* (ms. lalah! ms. mina! what do you want to eat?)
ingredients for 4 servings:
- 1 large eggplant, cut in small cubes with the skin on (or 3-4 italian eggplants)
- 1/4 cup finely cubed onion
- 2 cups brown rice (makes about 4 cups cooked to just tender, still chewy~do not over cook)
- 3 tbs vegetable oil (olive, safflower, or grapeseed)
- 2 medium tomatoes, cubed (or 1/2 cup good quality stewed tomatoes)
- 2 tsp turmeric
- 1 small tsp ground saffron (or 2-3 strands seeped in a few drops of hot water)
- 1 tsp toasted cumin seeds (only if you like cumin)
- sea salt (to taste)
- 1 tsp red pepper flakes (optional for spicy)
1. in a deep skillet heat 2 tbs oil and add the cubed onions and eggplants, allow them to cook on med/low heat while stirring often. as the eggplants soften (about 5 minutes), add the salt and turmeric and continue carefully stirring. allow the mixture to cook (or fry) more until the eggplants are fully cooked (about 10-12 minutes total). add the tomatoes, stir them in, and turn off the heat. sprinkle with saffron and stir the mixture one more time. taste and adjust the salt.
2. pour 1 tbs oil in a small deep nonstick pot, then add a layer of lightly cooked brown rice, topped by a few spoonfuls of the eggplant mixture, and a sprinkle of cumin. repeat this process creating a “dome” of layers ending with a thin layer of rice on the very top. add a touch more saffron, cumin, and rose petals (gol-e-sorkh-if you like them). see picture of the “dome” above. i don’t add water because the tomatoes typically add enough moisture for steaming-if you feel it’s necessary, add a few drops of water over the top.

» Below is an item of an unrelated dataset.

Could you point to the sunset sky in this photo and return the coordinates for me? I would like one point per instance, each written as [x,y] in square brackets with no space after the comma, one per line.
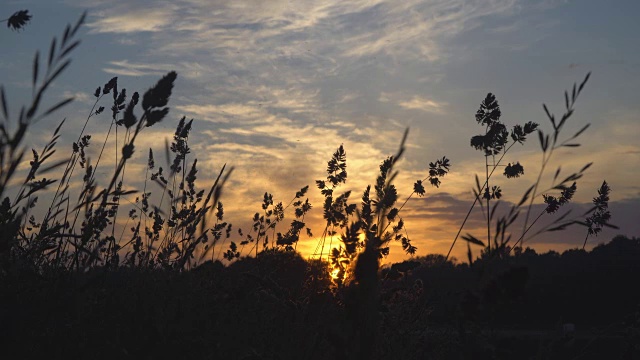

3. cover the pot firmly with a lid and start steaming on high for just 5 minutes before reducing the heat to med/low and steaming for another 30 minutes. you should have a nice crusty tah-deeg (or crsipy rice) at the bottom of the pot, if not, turn up the heat for just a few minutes (keep an eye on it) prior to serving. sprinkle with red pepper flakes after serving (if you are using it).